How kts connected seems to be blocking smartctl.
If you can still access your files, I’d back everything up now!
In the screenshot that JMicron Generic result means smartctl is seeing your USB-to-SATA bridge chip, not the actual SSD behind it. That’s why SMART shows as unavailable and the temps are 0C.
The adapter or something is blocking the health data from getting through.
Backup your personal files in the home for if you haven’t already.
Also yes a clean reinstalll would mean you have to reinstalled drivers and apply the previous fix again. You may be able to find how you fixed WiFi by typing history and looking at the related commands there.
Its booting from an internal drive and any files are stored on an external ssd and other network drives.
Best regards,
David
Can you show us the result of sudo fdisk -l
Your actual drive is the Samsung SSD 850 at /dev/sda. That JMicron device you ran smartctl on earlier was something external plugged in via USB, not your boot drive.
Try sudo smartctl -a /dev/sda and that should give you the real SMART data for your Samsung. That’ll tell us if the drive is healthy or on its way out.
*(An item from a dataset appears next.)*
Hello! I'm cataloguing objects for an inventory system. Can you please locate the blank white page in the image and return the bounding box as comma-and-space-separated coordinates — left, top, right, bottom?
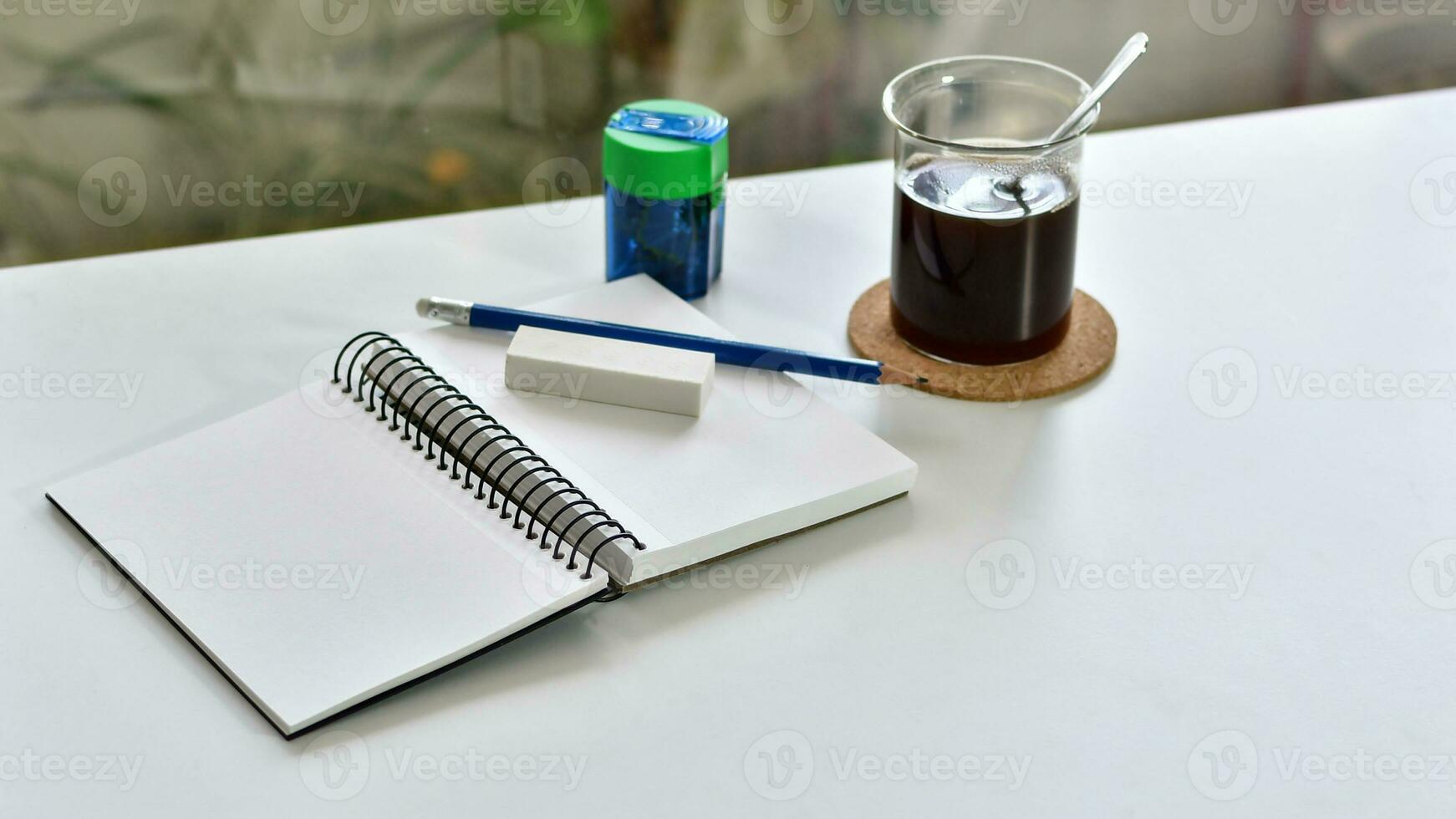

I ran the smartctl -H test and the verdict was that the SSD is in good health. I guess that is good news but, it doesn’t address the main problem
I just ran a command to determine if the machine was booting from UEFI or Legacy. It could not access the directory to get an answer for UEFI and that, according to online sorces, suggests that I am on Legacy. However, when go into the BIOS it shows that drive/s are tagged “UEFI”
That’s the tail end of the output, the good stuff is at the top.
Can you scroll up or run sudo smartctl -a /dev/sda | less so you can scroll through it?
hm, or even sudo smartctl -a /dev/sda > ~/smart_result.txt and then paste the contents of that file.
Looking for the overall health status especially things like Reallocated_Sector_Ct, Wear_Leveling_Count, and Power_On_Hours.
You can see an example of the output pasted in this forum thread on Arch forums:
Edit:
Giving this some more thought. Could you have forgotten to install the media plugged in?
If a USB installer stick still plugged in and the UEFI boot order picks it up, that would explain the “four versions of the SSD” in the boot menu and the installer kicking in on reboot.
Does not explain all issues, but just thought I would mention in case.